ExpressionEngine CMS
Open, Free, Amazing

Thread

This is an archived forum and the content is probably no longer relevant, but is provided here for posterity.

The active forums are here.

Web analytics discussion

August 15, 2007 10:24am

Subscribe [0]
  • #1 / Aug 15, 2007 10:24am

    Geof Harries

    109 posts

    If you want stats, and real stats, log parsers are the only way to get real numbers.

    I completely disagree with this statement. Perhaps that 30% difference is Google being more accurate and your log files being the opposite.

    With log files you face problems with proxy caching (how current is your ISP?) and browser caching (when a user clicks their back button the page viewed is likely cached and not requested from the server so you miss the traffic).

    Log files also don’t make it possible to track by IP address because a single user will be lumped in with other users from their same IP address. Think of the valuable data you are missing here. Finally, if your website is hosted on multiple servers for multiple components it’s a slow and complex ordeal to thread the different log sources together to produce a cohesive report.

    Now, using log files as a data source actually has some benefits: you own the data (never has to be exposed to a third party) and it is easy to implement as the logs are on your server. But, for me, that’s it. Compare these “benefits” to Google, Mint and others who use client-side javascript.

    With javascript you can track much more data and that data is more precise because it’s coming from individual computers not from an individual server You can also also define very strict variables such as being able to track a campaign ID, product, category, price and brand. For marketers, it makes their reporting task that much faster and more precise.

    In my experience, javascript-based reports are generated much faster than logs and they are more up-to-date, in some cases, instantaneous. Logs have to be regularly rotated…..................and patiently waited for.

  • #2 / Aug 15, 2007 10:40am

    JT Thompson

    745 posts

    It’s impossible to be more accurate than the logs on the site. That’s the only way to get 100% true data. The ability to manipulate the information is only limited by the person and the stats program they’re using.
    There is nothing you can do in Google that you can’t in a log parser and they aren’t even comparable in accuracy. Not even remotely.

    if your info is cached it’s cached. there’s no difference with that google script. AWstats has a small bit of code you put in your pages that tracks anything Google can and more, and it doesn’t rely on remote connections to do it (that fact alone puts the local parsing and stats far above any remote script service).
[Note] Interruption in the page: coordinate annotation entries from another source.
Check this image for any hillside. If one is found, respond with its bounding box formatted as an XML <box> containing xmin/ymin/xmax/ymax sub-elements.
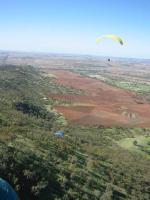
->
<box><xmin>0</xmin><ymin>65</ymin><xmax>150</xmax><ymax>200</ymax></box>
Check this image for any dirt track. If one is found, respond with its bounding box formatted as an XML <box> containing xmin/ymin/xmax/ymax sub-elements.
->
<box><xmin>49</xmin><ymin>70</ymin><xmax>150</xmax><ymax>127</ymax></box>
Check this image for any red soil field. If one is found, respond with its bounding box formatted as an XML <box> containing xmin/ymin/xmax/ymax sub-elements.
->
<box><xmin>47</xmin><ymin>69</ymin><xmax>150</xmax><ymax>128</ymax></box>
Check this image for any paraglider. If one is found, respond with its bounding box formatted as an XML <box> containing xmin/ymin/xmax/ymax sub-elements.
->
<box><xmin>0</xmin><ymin>178</ymin><xmax>19</xmax><ymax>200</ymax></box>
<box><xmin>96</xmin><ymin>34</ymin><xmax>123</xmax><ymax>45</ymax></box>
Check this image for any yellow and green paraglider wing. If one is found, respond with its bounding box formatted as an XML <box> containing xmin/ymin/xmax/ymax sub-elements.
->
<box><xmin>96</xmin><ymin>34</ymin><xmax>123</xmax><ymax>45</ymax></box>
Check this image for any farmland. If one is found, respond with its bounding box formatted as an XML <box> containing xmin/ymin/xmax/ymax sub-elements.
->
<box><xmin>0</xmin><ymin>52</ymin><xmax>150</xmax><ymax>200</ymax></box>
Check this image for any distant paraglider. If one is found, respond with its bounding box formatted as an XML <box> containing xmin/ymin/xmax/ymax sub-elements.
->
<box><xmin>96</xmin><ymin>34</ymin><xmax>123</xmax><ymax>45</ymax></box>
<box><xmin>0</xmin><ymin>178</ymin><xmax>19</xmax><ymax>200</ymax></box>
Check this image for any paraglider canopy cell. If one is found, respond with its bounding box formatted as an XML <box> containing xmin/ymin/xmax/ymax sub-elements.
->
<box><xmin>0</xmin><ymin>178</ymin><xmax>19</xmax><ymax>200</ymax></box>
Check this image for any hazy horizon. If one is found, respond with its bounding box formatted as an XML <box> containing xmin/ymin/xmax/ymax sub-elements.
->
<box><xmin>0</xmin><ymin>0</ymin><xmax>150</xmax><ymax>59</ymax></box>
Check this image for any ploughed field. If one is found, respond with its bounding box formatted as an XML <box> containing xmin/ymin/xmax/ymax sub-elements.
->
<box><xmin>47</xmin><ymin>69</ymin><xmax>150</xmax><ymax>127</ymax></box>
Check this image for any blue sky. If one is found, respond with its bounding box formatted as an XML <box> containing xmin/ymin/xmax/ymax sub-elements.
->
<box><xmin>0</xmin><ymin>0</ymin><xmax>150</xmax><ymax>58</ymax></box>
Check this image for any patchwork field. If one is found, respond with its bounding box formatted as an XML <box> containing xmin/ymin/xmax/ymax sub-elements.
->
<box><xmin>47</xmin><ymin>69</ymin><xmax>150</xmax><ymax>127</ymax></box>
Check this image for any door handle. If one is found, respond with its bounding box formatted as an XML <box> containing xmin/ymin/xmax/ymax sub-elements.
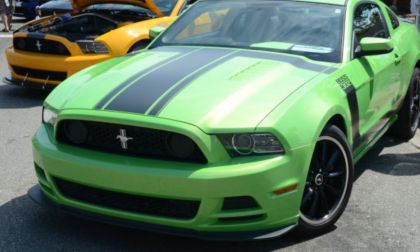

There are many modules you can add to it. The only reason I’m even talking about AWstats is because it’s free. It does exactly the same thing Google does and builds the data from it. ALL of the big stats programs allow campaign tracking and they’re very good. That’s primariy what people want in a stats program.

    Google can’t do anything about a proxy either. The things you’re talking about are nothing more than a simple cookie that’s places, or a bit of code sent to google. that’s the only way they can get the info. That is what the code from awstats puts in and doing so gives just as much information.

    I’m not sure what you’re thinking about grouping?? log files have much more information than what’s even available on google stats.

    Not to mentioni some people turn javascript off completely

    If someone can’t get the statistical data from a log file it’s because either the software they’re parsing it with is weak, or they don’t know how to manage the data.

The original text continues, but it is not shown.